Depending on traffic, it would take between two and four hours to get to Auckland, but there was some relief heading back up north, with less cars on the road afterwards. She’d get home around midnight. 

Kararaina Wira-Kohu gets ready to receive a pass during Kiwi Ferns training. Photo: NZRL.

She’s assumed running onto the field in her test debut would be a similar feeling to when she played for the Māori team in the NRL All Stars game before Covid-19 crusher tackled the world earlier this year. 

“That was a pretty proud moment. It was a little bit different because I was representing my culture and my iwi,” says Wira-Kohu. 

The All Stars game also holds an emotional reminder as it was the second time she’d played in the Indigenous clash since her dad’s passing two years ago. In 2018, she made the team but left in the middle of camp when her father died. “My dad was a big leaguie, he wasn’t much of a union man,” laughs Wira-Kohu. 

After his passing, she also got full care of her sister’s four children. 

“Plus I’ve had my little sister since she was eight and she’s 17 now. I used to work prior to that but once I got all the kids, I’m pretty much aunty, mum,” she says. “I take care of them and when I’m away, my partner organises them, and my younger sister is a big help too. It’s really busy at our house – it’s hectic but we love it.” 

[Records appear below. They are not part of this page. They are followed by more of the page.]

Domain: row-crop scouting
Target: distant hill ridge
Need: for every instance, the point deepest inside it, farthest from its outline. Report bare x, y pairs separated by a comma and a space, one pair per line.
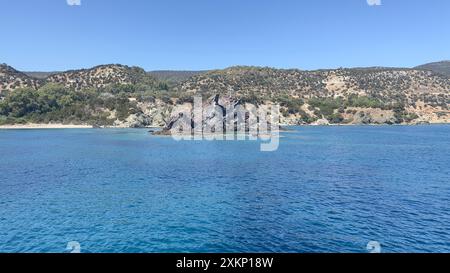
372, 95
438, 67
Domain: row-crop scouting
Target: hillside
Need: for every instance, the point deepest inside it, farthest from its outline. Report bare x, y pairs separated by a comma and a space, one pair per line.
174, 77
11, 79
117, 95
442, 68
101, 76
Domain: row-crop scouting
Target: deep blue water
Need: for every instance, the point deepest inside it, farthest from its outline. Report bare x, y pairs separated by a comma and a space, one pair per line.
327, 189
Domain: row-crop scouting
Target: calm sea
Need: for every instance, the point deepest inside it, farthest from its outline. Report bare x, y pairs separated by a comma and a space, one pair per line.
326, 189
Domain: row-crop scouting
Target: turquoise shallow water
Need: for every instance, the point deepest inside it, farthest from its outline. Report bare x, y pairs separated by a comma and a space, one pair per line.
327, 189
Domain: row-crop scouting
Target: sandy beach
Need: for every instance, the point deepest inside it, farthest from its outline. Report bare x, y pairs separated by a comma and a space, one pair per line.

The younger kids were not there to watch her on Saturday, as they prepared for their first kapa haka regionals.

“My mum’s always wanted to watch me in the black jersey but we had to pick and choose. So I told them to stay home with our kids and prepare them for regionals. I know they’ll be so nervous so I wanted their preparation to be real smooth with heaps of family around,” she says.

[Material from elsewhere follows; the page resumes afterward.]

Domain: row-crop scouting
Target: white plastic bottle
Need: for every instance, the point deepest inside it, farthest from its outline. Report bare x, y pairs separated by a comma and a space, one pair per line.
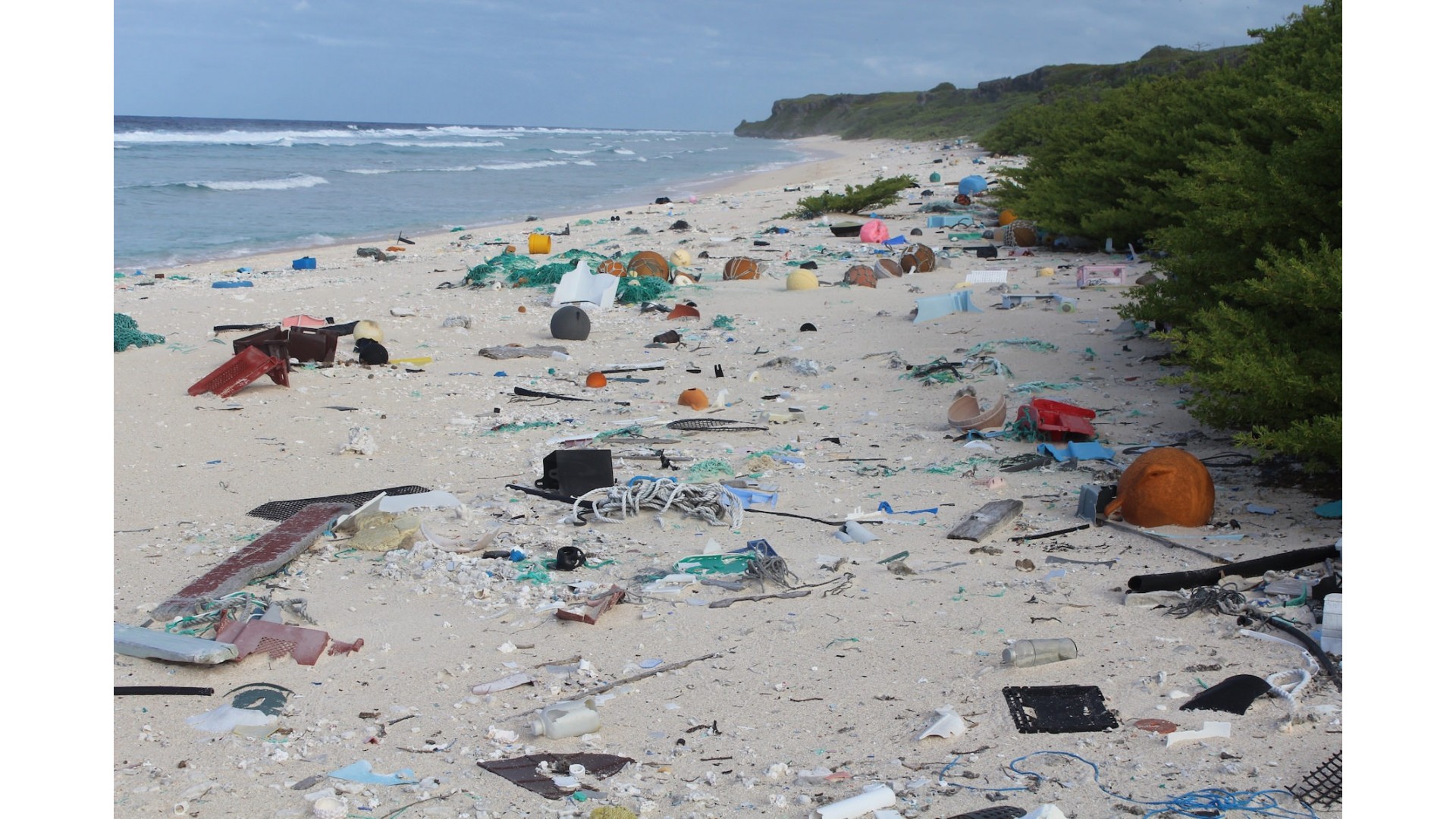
573, 717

It’s been an action-packed league season for Wira-Kohu. She just picked up MVP of the premiership grand final after her Counties Manukau team convincingly won their 11th consecutive title, against the Akarana Falcons, 34-4. 

Wira-Kohu puts the club’s success down to team culture, and who leads the team. 

“Krystal Rota is our captain and she’s been a leader the whole time I’ve been with Counties. She’s absolutely great, away from the field as well. Then the culture within the group, we come from a lot of different cultures – there’s Samoan, Tongan, Māori in the team – but everyone is real close and most of us are related,” Wira-Kohu says. 

“And I think that’s the advantage we have. It’s more than just footy; we stay connected off the field too. That’s probably more important than what we have on the field.” 

She’s not sure what’s in store for her in the sport long-term but this year she just wanted to see how far she could go.

“I thought if I could get my foot in the door and not muck around, and my kids would see it doesn’t matter how hard it is in life, if you’re persistent and persevere – if you do the mahi – then you’ll get the treats,” smiles Wira-Kohu.

“I just want them to know there is more to life than where we come from. It doesn’t define the type of people we are, we make our own destiny.”

And she certainly exemplifies her thinking and actions with the first Kiwi Ferns test cap to her name.